Sears Holdings, operator of the Sears and Kmart chains, is retooling its plans for Sears stores outside of malls. The Sears Essentials name will be dropped in favor of the Sears Grand brand, and some food and media items will be added to the merchandise mix.
The Essentials stores, located in converted Kmart buildings, combine Sears goods — such as Lands' End apparel, Kenmore appliances, DieHard batteries and Craftsman tools — with convenience and health and beauty items typically found at Kmart. As Sears Grands, they also will offer milk and other convenience foods, as well as CDs, DVDs, books and magazines.
"The customer has migrated from malls to off-mall sites, so our hope is that the Sears customer will have an option," says Paul Fenaroli, vice president of new store development.
The stores have Sears merchandise in an off-mall setting that also offers more one-stop shopping.
"Showcasing the products in a non-department store format is a way to leverage the Sears brand name and exclusive products," says James Ragan, equity analyst at Crowell Weedon.
The 47 existing Essentials stores will become Sears Grands as their remodeling is finished. Another 14 stores due in May, about a year after the introduction of the Sears Essentials brand, will open as Sears Grands, including two former Utah Kmart stores located in American Fork and West Valley City, according to Chris Brathwaite, a spokesman for Sears Holdings.
Using former Kmart stores is a faster and cheaper way to execute the off-mall strategy than new stores. "This is a chance to do something much more immediate," Fenaroli says.
Sears Holdings continues to run 926 Sears department stores, mostly in malls, and 1,400 Kmart stores.

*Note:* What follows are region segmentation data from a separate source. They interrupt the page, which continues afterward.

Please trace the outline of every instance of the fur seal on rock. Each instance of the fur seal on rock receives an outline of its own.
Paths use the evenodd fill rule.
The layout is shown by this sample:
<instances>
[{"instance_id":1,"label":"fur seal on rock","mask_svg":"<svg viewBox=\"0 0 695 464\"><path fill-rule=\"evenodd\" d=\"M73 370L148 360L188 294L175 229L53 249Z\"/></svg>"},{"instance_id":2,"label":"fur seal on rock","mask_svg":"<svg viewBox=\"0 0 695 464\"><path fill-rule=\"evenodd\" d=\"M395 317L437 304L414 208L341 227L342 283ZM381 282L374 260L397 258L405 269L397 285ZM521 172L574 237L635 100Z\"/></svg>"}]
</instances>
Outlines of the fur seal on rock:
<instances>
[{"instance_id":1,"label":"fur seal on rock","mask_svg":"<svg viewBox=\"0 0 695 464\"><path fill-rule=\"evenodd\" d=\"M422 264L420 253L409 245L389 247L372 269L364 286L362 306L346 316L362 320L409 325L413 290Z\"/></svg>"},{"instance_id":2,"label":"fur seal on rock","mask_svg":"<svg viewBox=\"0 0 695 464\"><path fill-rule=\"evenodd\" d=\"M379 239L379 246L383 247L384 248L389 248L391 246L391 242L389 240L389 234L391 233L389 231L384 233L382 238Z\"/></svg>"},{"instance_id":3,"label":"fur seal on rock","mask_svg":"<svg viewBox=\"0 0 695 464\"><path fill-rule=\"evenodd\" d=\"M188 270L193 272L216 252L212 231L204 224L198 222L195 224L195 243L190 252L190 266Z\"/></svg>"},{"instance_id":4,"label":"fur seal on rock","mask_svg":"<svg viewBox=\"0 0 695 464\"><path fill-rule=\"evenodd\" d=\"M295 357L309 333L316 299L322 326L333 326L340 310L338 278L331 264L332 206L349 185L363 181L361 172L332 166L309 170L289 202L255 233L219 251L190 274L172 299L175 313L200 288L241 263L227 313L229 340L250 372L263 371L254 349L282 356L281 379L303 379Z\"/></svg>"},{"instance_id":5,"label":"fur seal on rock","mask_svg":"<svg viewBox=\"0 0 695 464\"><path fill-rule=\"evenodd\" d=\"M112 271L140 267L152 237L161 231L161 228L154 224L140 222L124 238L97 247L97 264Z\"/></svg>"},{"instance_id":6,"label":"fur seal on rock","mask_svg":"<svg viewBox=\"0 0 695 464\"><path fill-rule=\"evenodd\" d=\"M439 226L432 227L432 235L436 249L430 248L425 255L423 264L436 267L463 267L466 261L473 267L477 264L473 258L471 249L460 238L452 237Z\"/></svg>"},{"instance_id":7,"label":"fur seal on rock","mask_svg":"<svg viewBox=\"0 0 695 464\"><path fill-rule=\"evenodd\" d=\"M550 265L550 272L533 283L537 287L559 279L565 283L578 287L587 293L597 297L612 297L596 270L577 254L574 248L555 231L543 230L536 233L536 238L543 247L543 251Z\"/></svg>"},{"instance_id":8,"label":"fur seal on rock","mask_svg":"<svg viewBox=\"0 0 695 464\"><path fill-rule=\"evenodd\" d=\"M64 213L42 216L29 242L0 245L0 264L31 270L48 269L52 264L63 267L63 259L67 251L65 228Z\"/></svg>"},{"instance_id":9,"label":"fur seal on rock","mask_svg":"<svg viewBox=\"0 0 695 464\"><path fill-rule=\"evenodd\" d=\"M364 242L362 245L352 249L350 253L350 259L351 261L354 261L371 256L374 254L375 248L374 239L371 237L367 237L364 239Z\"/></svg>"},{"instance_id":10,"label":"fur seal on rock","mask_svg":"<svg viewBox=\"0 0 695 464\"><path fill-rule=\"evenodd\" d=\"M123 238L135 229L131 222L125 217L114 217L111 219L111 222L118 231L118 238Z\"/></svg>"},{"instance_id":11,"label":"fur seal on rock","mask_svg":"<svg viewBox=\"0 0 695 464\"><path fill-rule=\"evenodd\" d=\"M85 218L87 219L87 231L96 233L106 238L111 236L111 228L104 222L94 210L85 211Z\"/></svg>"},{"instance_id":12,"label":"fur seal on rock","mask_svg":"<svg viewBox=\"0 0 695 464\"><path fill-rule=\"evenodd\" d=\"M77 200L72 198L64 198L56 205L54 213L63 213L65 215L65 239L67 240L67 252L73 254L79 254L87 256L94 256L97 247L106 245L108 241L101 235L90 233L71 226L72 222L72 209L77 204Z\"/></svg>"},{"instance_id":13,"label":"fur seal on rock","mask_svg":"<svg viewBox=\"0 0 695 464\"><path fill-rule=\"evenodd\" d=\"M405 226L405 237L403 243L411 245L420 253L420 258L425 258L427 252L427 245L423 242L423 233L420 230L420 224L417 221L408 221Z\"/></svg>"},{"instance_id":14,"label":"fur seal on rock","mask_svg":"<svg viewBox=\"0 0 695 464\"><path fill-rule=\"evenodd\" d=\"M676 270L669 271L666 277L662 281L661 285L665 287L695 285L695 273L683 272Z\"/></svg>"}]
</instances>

Off-mall stores originally were a strategy of Alan Lacy, former Sears CEO who left shortly after it was acquired by Kmart last year. He created the Sears Grand concept as newly built stores as big as a Wal-Mart Supercenter, but without groceries. Eight still operate. His new The Great Indoors home-decorating stores aimed for the Home Depot and Lowe's market. There are 16. Both ideas are on hold.
CEO Edward Lampert, who brought Kmart out of bankruptcy court three years ago, steered the merger with Sears Roebuck into Sears Holdings. In restructuring Kmart, he gained note as much for divesting unprofitable stores in shrewd real estate deals as for improving sales. The new Sears Grand strategy is a way to expand Sears out of malls at minimum cost and see if old Kmart sites can be more profitable.
"Lampert is being very prudent and frugal in capital expenditures," says Bill Dreher, retail analyst at Deutsche Bank. "He's trying to choose the greater value of a store: an operating concern vs. an asset sale. In other words, is it worth more dead than alive?"
To succeed, Sears Grand must attract Sears loyalists but be different enough to lure new customers. "It's a good move," says Kenneth Bernhardt, marketing professor at the Robinson College of Business at Georgia State University. "The new brand is most important to get the initial visit. After that, the brand will take on a meaning based upon the consumer's experience."